Elis-Thomas calls Plaid's election strategy 'negative'
- Published
Plaid Cymru got its election strategy wrong by deciding to attack Labour, one of the party's senior figures has said.
In a BBC Wales interview, presiding officer Lord Elis-Thomas backed party leader Ieuan Wyn Jones, saying he should not stand down after a poor election result.
He said a negative anti-Labour campaign by Plaid did not work.
Plaid lost four seats and was overtaken as the second-biggest party in the Senedd by the Conservatives last week.
Despite forming a coalition assembly government in 2007, Plaid heavily attacked Labour during the election campaign.
Lord Elis-Thomas, who was re-elected as the AM for Dwyfor Meirionnydd, told BBC Wales' Politics Show that Mr Jones, who led the party into government for the first time four years ago, should not stand down.
He said: "I think it's important now there is stability within Plaid and within the leadership."
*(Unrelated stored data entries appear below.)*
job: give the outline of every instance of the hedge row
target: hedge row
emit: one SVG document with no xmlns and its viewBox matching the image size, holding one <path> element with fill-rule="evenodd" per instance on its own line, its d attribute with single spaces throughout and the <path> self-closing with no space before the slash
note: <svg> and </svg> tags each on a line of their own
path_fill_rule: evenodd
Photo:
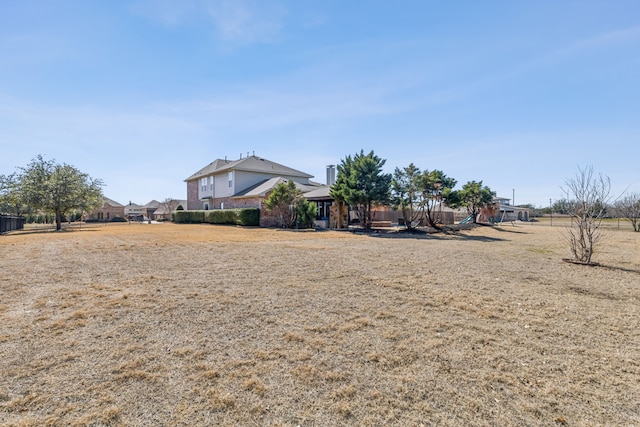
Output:
<svg viewBox="0 0 640 427">
<path fill-rule="evenodd" d="M 232 224 L 260 225 L 260 210 L 246 209 L 214 209 L 212 211 L 175 211 L 173 222 L 177 224 Z"/>
</svg>

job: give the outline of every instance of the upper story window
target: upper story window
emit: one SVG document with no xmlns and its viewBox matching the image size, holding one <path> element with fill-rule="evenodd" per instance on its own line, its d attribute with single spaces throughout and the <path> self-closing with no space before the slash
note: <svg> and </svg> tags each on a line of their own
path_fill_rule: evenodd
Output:
<svg viewBox="0 0 640 427">
<path fill-rule="evenodd" d="M 209 177 L 209 190 L 213 191 L 213 177 Z"/>
<path fill-rule="evenodd" d="M 207 178 L 200 178 L 200 191 L 207 191 Z"/>
<path fill-rule="evenodd" d="M 233 172 L 229 172 L 229 188 L 233 187 Z"/>
</svg>

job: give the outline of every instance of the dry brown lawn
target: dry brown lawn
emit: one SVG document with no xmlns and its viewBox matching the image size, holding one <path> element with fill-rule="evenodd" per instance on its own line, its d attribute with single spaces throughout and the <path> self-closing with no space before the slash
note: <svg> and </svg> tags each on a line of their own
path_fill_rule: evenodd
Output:
<svg viewBox="0 0 640 427">
<path fill-rule="evenodd" d="M 0 236 L 0 424 L 640 425 L 640 233 Z"/>
</svg>

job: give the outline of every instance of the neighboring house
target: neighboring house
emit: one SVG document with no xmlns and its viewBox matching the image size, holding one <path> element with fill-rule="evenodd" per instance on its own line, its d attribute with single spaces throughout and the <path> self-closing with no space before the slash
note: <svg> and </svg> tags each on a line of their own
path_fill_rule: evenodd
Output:
<svg viewBox="0 0 640 427">
<path fill-rule="evenodd" d="M 310 178 L 313 175 L 255 155 L 239 160 L 217 159 L 185 180 L 187 209 L 259 208 L 260 224 L 272 225 L 273 218 L 263 202 L 273 187 L 289 180 L 303 193 L 324 187 Z"/>
<path fill-rule="evenodd" d="M 102 206 L 86 215 L 85 221 L 113 221 L 114 218 L 124 217 L 124 206 L 115 200 L 105 197 Z"/>
<path fill-rule="evenodd" d="M 161 202 L 158 209 L 153 212 L 152 218 L 154 220 L 169 221 L 171 220 L 171 214 L 178 209 L 178 206 L 182 206 L 182 208 L 185 209 L 187 201 L 171 199 L 168 202 Z"/>
<path fill-rule="evenodd" d="M 144 220 L 145 209 L 143 206 L 129 202 L 124 206 L 124 216 L 129 221 L 142 221 Z"/>
<path fill-rule="evenodd" d="M 160 202 L 157 200 L 152 200 L 146 205 L 142 207 L 142 217 L 143 219 L 150 220 L 153 218 L 153 214 L 160 207 Z"/>
<path fill-rule="evenodd" d="M 318 208 L 316 219 L 313 221 L 317 228 L 337 228 L 334 225 L 335 220 L 332 221 L 332 217 L 336 215 L 336 207 L 334 207 L 333 197 L 329 195 L 330 189 L 329 185 L 323 185 L 304 194 L 305 199 L 315 203 Z"/>
<path fill-rule="evenodd" d="M 493 205 L 480 210 L 478 222 L 529 221 L 529 209 L 512 206 L 511 199 L 494 197 Z"/>
</svg>

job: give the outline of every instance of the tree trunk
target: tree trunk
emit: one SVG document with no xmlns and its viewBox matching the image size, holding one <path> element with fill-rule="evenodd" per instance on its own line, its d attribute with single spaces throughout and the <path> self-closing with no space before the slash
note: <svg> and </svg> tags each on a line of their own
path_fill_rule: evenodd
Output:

The whole party was collectively responsible for the campaign, Lord Elis-Thomas said.
"I think there was a problem with the campaign itself in that there appeared to be a determination to be as negative as possible towards our previous partners in government and I don't think the position of the party was sufficiently clearly explained even on the particular political spectrum we have in Wales."
He said he made it clear he would not serve in a coalition under the Conservatives unless Labour was "decimated".
"It's very clear that the Welsh people have decided that they trust the leadership of Carwyn Jones as first minister."
He said the former Labour-Plaid coalition has delivered successes in housing, transport and on the constitution. The latter included a referendum to boost the assembly's law-making powers.
He said: "I never expected an automatic referendum bounce, but I think we should have made clearer to people that we were standing on a programme that we had worked together and not, in a sense, campaigning very negatively about Welsh Labour, which didn't work, as I said it wouldn't."
He said he would argue strongly against anyone who wanted to remove Ieuan Wyn Jones. Plaid's priority was to think about its own position in the next assembly, either within government or as a party providing "proper and effective scrutiny".
Asked about resuming the role of presiding officer, he said: "I have been here before and I am a servant of the assembly.
"I will do what I am asked to do by my colleagues."